Olimpiadi Milano-Cortina 2026. L’arcivescovo Delpini: “Siano giorni di festa, profezia e condivisione”

La preghiera per la manifestazione mondiale che inizierà il 6 febbraio

foto archivio Afp/Agensir

I 25esimi Giochi olimpici invernali Milano Cortina 2026 si terranno dal 6 al 22 febbraio. Le gare si svolgeranno, oltre che a Milano e a Cortina d’Ampezzo, a Rho (Milano), Assago (Milano), Bormio (Sondrio, Livigno (Sondrio), Predazzo (Trento) Rasun-Anterselva (Bolzano), Tesero (Trento).

“Giorni di pace, di festa, di bellezza”

“Siano giorni di festa, Padre nostro, Padre di tutti! Sia festa per l’incontro di pace tra i popoli, sia festa per la bellezza delle gare e dei risultati, sia festa perché le Olimpiadi e le Paralimpiadi non escludono nessuno”.
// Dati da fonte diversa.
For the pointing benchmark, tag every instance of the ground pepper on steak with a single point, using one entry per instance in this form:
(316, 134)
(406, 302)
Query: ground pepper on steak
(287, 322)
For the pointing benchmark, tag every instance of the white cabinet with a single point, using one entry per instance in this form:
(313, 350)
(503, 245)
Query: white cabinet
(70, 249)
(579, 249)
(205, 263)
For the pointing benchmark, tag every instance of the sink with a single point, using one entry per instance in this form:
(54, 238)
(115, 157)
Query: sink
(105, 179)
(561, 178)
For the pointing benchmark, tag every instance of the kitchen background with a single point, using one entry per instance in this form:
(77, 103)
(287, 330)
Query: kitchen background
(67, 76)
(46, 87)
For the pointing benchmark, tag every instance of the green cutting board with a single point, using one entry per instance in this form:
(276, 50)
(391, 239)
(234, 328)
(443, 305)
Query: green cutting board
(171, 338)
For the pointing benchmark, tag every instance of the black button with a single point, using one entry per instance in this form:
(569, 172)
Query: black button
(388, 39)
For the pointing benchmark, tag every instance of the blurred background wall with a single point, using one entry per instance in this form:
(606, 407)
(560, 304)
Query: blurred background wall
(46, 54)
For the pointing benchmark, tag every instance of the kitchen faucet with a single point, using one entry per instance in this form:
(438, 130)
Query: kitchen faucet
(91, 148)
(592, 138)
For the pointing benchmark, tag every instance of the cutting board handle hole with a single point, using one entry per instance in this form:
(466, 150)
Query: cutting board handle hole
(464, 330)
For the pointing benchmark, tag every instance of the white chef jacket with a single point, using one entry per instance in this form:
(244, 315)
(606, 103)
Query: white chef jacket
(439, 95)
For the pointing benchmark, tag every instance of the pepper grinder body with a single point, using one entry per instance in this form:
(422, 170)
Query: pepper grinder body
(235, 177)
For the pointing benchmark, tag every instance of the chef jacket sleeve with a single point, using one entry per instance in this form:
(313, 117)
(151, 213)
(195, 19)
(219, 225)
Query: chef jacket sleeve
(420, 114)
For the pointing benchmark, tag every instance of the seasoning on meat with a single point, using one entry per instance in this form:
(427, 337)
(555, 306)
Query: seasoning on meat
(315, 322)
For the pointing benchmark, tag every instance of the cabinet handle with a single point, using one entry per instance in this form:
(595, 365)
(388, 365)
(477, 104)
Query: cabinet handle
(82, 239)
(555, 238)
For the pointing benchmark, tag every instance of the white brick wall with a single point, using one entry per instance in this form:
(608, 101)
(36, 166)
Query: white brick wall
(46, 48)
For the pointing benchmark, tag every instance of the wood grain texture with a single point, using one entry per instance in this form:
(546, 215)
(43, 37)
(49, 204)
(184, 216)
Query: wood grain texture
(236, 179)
È l’invocazione con cui si apre la preghiera per i Giochi olimpici e paralimpici di Milano-Cortina 2026 composta dall’arcivescovo di Milano, monsignor Mario Delpini. “Siano giorni di profeziaprosegue il testo – profezia della vocazione alla fraternità universale, profezia per la testimonianza di onestà in ogni cosa, profezia perché le Olimpiadi e le Paralimpiadi piantano nella vicenda umana eccellenza, amicizia, rispetto”.

“Le risorse non siano per i ricchi, ma per tutti”
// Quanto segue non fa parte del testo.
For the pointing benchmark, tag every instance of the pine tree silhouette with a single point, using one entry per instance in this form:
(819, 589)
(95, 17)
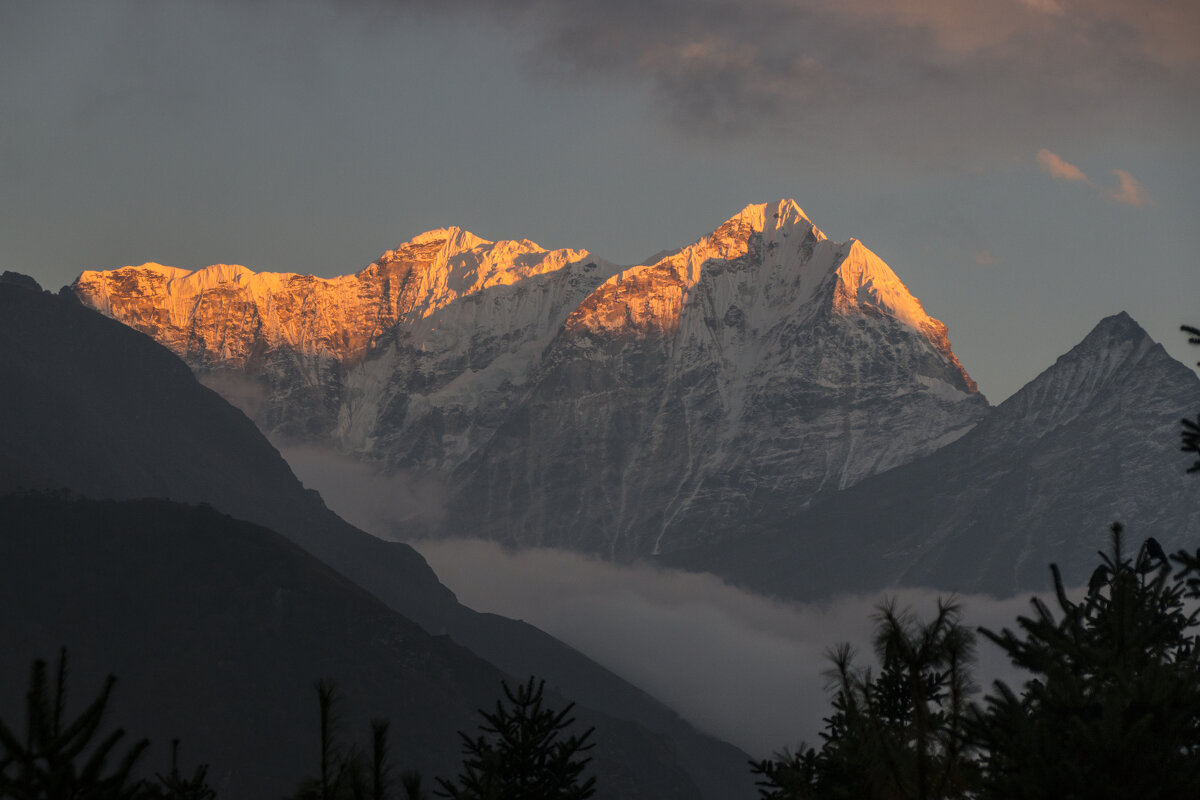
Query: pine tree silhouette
(523, 752)
(61, 758)
(1113, 709)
Il presule chiede inoltre che siano “giorni di condivisione, perché la festa non dimentica le tragedie, perché le risorse non siano per i ricchi, ma per tutti, perché le Olimpiadi e le Paralimpiadi alimentano la cultura della pace”.

La preghiera si conclude con l’invocazione: “Donaci, Padre nostro, Padre di tutti, lo Spirito del tuo Figlio Gesù e questo tempo sia occasione di bene, responsabilità di operare per il bene, gioia di contemplare il crescere del bene di tutti, per tutti”.